The presence of residual paralysis and EV71 IgM antibodies in 20 (21.7%) of the 92 AFP patients from eight geographic regions indicates that EV71 may be causing AFP-like poliomyelitis throughout Brazil. The incidence of EV71 infection associated with AFP in Brazil is high when compared with its incidence in the United States, where EV71 infections leading to AFP are very uncommon but have rates not much lower than those of vaccine-associated paralytic poliomyelitis (5,8). Poliomyelitis-like paralytic illnesses in Brazil in 1989 and 1990 are not likely attributable to polioviruses; most of these cases occurred after the last confirmed case of wild poliovirus paralysis, and poliovirus was not isolated from any patient's stool specimens. EV71 causes persistent flaccid paralysis; our results link EV71 with some of these AFP cases in Brazil. Subsequent testing on specimens from some of these patients resulted in the isolation of EV71; neutralizing antibodies were found with seroconversion (3, 9, Ferreira et al., in preparation). Before the eradication of wild polioviruses in Brazil, all AFP patients who had residual paralysis as described in this study would have generated concern about undetected wild poliovirus circulation because their cases resembled poliovirus-caused paralysis.

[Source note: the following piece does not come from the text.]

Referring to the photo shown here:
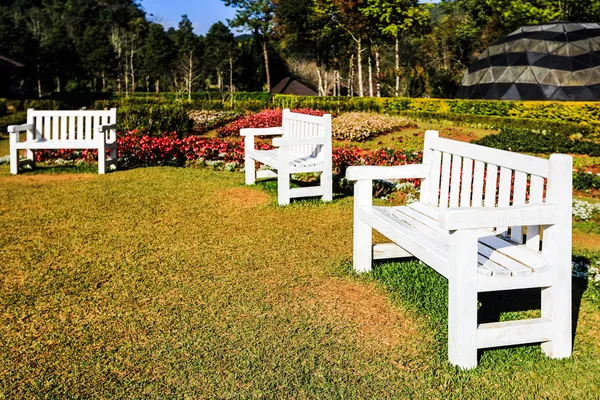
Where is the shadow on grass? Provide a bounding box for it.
[256,178,352,204]
[371,259,588,363]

The pattern of results obtained with the acute-phase and convalescent-phase sera in this study is not uncommon for serologic tests of enterovirus infections. Only seven patients with AFP had two positive serum specimens; for nine AFP patients, only one of the two specimens was positive. Some S1 samples were collected during the early stages of the disease when the IgM titers may not have been detectable. Our results are consistent with seroconversion data as has been observed with enterovirus 70 infections and a similar assay (7); however, neutralizing antibodies were detected in this study's convalescent-phase sera (9). Additionaly, late specimen collection or inadequate specimen storage or handling before receipt in the laboratory might have affected IgM titers adversely because these conditions were not carefully controlled. Although cross-reactivity of antibody from other nonpolio enteroviruses cannot be excluded, the possibility can only be addressed directly by additional testing with other serologic assays. However, when the same assay was used to examine specimens from known cases of vaccine-associated paralytic poliomyelitis from the United States, no heterotypic response was observed (4).

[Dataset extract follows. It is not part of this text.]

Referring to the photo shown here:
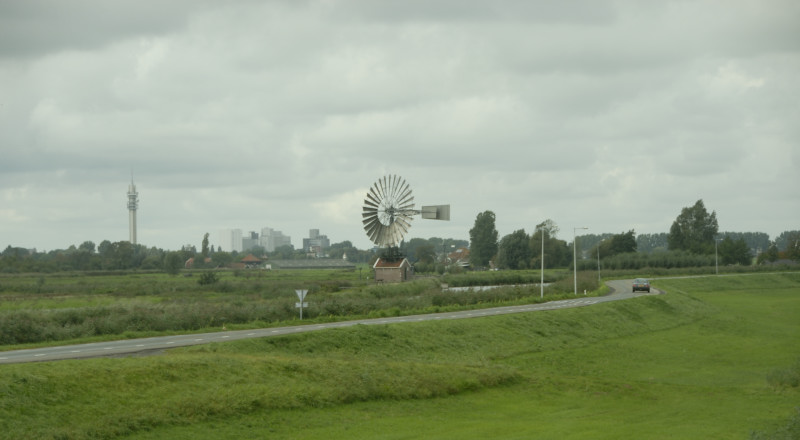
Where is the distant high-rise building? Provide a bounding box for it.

Since 1990, for technical and operational reasons, serologic methods have not been used to confirm cases of AFP as caused by wild poliovirus; therefore, serum samples are no longer available for routine poliovirus diagnosis. Our recent efforts have been directed towards isolating and characterizing nonpolio enteroviruses (with emphasis on EV71) from patients with suspected poliomyelitis and towards examining the geographic and temporal relationship between these AFP cases.

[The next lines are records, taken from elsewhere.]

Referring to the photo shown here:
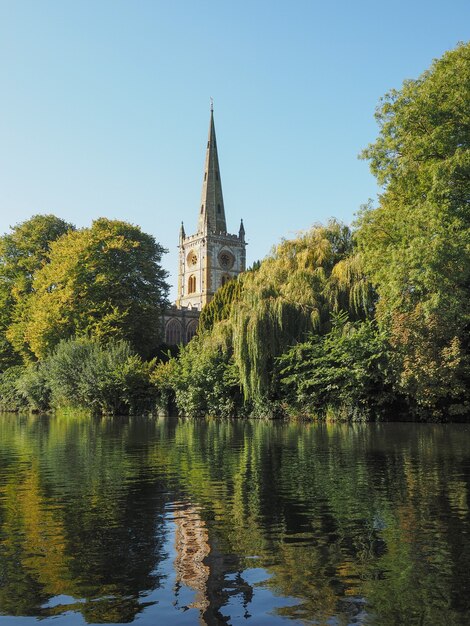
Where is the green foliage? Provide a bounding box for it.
[42,338,156,414]
[7,218,168,358]
[163,221,373,417]
[279,312,392,419]
[0,215,74,371]
[153,326,242,417]
[230,220,372,401]
[16,363,51,412]
[0,337,157,415]
[198,274,243,333]
[0,365,27,411]
[357,44,470,416]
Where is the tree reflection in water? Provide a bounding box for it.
[0,416,470,626]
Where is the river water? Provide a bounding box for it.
[0,415,470,626]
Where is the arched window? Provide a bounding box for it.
[186,320,197,343]
[188,274,196,293]
[165,319,183,346]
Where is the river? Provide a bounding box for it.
[0,415,470,626]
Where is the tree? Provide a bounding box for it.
[0,215,74,371]
[358,44,470,415]
[7,218,168,358]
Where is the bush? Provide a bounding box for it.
[42,338,156,415]
[0,365,28,411]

Public health personnel and pediatricians should be alerted to the possible role of nonpolio enterovirus infections in the differential diagnosis of AFP or other severe central nervous system diseases, particularly in areas where the circulation of wild poliovirus has been interrupted. The laboratory diagnosis of all AFP cases should routinely include tests capable of detecting EV71 as well as other enteroviruses once the primary objective of poliovirus eradication has been achieved.